Role of credential managers and user agents

This goes beyond your scope as a site developer, but note that in the longerterm, the RP ID shouldn't be a user-visible concept in the user agent or thecredential manager your users are using. Instead, user agents and credentialmanagers should show users where their credentials have been used. This changewill take time to implement. A temporary solution would be to display both thecurrent website and the original registration site.

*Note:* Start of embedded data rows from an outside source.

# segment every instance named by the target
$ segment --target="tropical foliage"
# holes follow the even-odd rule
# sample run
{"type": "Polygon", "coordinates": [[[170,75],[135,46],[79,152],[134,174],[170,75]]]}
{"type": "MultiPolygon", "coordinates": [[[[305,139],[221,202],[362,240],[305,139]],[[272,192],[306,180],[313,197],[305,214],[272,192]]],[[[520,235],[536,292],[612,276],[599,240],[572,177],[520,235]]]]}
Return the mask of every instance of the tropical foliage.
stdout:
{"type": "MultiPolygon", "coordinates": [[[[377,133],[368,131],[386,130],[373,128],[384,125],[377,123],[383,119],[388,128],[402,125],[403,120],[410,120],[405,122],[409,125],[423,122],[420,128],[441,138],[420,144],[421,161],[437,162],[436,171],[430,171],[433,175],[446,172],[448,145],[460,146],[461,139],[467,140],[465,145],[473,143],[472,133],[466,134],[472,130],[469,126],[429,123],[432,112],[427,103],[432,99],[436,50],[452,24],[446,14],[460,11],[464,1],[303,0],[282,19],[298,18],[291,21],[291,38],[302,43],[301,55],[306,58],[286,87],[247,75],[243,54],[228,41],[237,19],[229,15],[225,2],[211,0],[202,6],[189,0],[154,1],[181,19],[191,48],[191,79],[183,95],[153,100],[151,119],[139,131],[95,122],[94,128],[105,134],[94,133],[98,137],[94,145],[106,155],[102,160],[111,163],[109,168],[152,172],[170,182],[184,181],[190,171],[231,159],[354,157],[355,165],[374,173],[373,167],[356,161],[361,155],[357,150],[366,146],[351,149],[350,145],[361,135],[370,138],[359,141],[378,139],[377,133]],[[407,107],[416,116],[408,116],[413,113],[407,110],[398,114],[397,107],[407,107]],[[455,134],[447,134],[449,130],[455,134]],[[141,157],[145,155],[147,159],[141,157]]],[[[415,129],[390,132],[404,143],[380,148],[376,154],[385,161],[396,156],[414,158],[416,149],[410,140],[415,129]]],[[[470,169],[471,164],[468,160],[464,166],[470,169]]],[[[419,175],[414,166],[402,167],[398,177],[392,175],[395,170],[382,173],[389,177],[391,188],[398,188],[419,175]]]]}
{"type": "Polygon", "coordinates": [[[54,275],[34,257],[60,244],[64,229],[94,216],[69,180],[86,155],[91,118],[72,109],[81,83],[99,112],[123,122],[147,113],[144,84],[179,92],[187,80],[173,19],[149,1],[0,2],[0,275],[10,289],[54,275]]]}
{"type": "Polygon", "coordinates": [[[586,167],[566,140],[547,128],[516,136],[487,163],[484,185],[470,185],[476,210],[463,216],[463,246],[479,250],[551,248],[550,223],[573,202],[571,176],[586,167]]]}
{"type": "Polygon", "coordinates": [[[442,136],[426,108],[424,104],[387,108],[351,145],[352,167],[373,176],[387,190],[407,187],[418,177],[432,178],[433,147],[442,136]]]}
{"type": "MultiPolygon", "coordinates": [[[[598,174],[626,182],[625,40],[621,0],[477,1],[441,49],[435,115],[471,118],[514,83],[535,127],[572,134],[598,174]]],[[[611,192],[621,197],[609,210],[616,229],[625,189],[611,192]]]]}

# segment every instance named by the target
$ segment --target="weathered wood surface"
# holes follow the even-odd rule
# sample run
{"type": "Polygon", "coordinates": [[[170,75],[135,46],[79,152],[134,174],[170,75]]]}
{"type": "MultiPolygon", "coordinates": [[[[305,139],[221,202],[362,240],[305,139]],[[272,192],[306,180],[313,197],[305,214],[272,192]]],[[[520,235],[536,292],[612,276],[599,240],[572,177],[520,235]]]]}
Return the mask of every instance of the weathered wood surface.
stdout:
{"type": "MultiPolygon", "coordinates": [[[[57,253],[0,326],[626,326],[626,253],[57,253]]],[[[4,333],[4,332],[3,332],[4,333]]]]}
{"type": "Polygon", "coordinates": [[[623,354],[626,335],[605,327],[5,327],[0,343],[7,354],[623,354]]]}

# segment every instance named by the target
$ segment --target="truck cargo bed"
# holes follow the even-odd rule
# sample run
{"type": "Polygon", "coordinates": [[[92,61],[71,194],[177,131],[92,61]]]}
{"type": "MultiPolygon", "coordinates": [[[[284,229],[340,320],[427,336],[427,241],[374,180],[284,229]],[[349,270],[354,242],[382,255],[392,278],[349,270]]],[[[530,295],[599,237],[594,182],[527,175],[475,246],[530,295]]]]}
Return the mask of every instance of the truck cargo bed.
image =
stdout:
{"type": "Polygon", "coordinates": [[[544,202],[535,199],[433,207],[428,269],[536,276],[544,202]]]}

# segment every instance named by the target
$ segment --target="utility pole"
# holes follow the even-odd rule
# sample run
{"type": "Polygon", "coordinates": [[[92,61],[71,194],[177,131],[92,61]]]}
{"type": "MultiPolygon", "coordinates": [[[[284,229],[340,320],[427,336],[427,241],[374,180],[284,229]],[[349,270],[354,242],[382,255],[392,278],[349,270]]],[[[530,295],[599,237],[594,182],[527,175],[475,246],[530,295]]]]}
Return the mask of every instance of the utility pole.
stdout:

Allow passkey reuse across your sites with Related Origin Requests  |  Articles  |  web.dev (2024)

References

Top Articles
The Book of Unwritten Tales
The Book of Unwritten Tales
Spasa Parish
Rentals for rent in Maastricht
159R Bus Schedule Pdf
Sallisaw Bin Store
Black Adam Showtimes Near Maya Cinemas Delano
5daysON | Hoofddorp (70089000)
Espn Transfer Portal Basketball
Pollen Levels Richmond
11 Best Sites Like The Chive For Funny Pictures and Memes
Things to do in Wichita Falls on weekends 12-15 September
Craigslist Pets Huntsville Alabama
What's the Difference Between Halal and Haram Meat & Food?
R/Skinwalker
Rugged Gentleman Barber Shop Martinsburg Wv
Justified - Streams, Episodenguide und News zur Serie
Craigslist Apartment Los Angeles
Epay. Medstarhealth.org
Olde Kegg Bar & Grill Portage Menu
Cubilabras
Half Inning In Which The Home Team Bats Crossword
Amazing Lash Bay Colony
Juego Friv Poki
Dirt Devil Ud70181 Parts Diagram
Truist Bank Open Saturday
Water Leaks in Your Car When It Rains? Common Causes & Fixes
What’s Closing at Disney World? A Complete Guide
Drys Pharmacy
Ohio State Football Wiki
FirstLight Power to Acquire Leading Canadian Renewable Operator and Developer Hydromega Services Inc. - FirstLight
Webmail.unt.edu
Tri-State Dog Racing Results
Trade Chart Dave Richard
Lincoln Financial Field Section 110
Free Stuff Craigslist Roanoke Va
Stellaris Resolution
Walmart Car Service Near Me
Wi Dept Of Regulation & Licensing
Pick N Pull Near Me [Locator Map + Guide + FAQ]
Horseheads Schooltool
Crystal Westbrooks Nipple
Ice Hockey Dboard
Über 60 Prozent Rabatt auf E-Bikes: Aldi reduziert sämtliche Pedelecs stark im Preis - nur noch für kurze Zeit
Wie blocke ich einen Bot aus Boardman/USA - sellerforum.de
Craigslist Pets Inland Empire
Infinity Pool Showtimes Near Maya Cinemas Bakersfield
Hooda Math—Games, Features, and Benefits — Mashup Math
How To Use Price Chopper Points At Quiktrip
Maria Butina Bikini
Busted Newspaper Zapata Tx
Latest Posts
Article information

Author: Ray Christiansen

Last Updated:

Views: 5908

Rating: 4.9 / 5 (69 voted)

Reviews: 92% of readers found this page helpful

Author information

Name: Ray Christiansen

Birthday: 1998-05-04

Address: Apt. 814 34339 Sauer Islands, Hirtheville, GA 02446-8771

Phone: +337636892828

Job: Lead Hospitality Designer

Hobby: Urban exploration, Tai chi, Lockpicking, Fashion, Gunsmithing, Pottery, Geocaching

Introduction: My name is Ray Christiansen, I am a fair, good, cute, gentle, vast, glamorous, excited person who loves writing and wants to share my knowledge and understanding with you.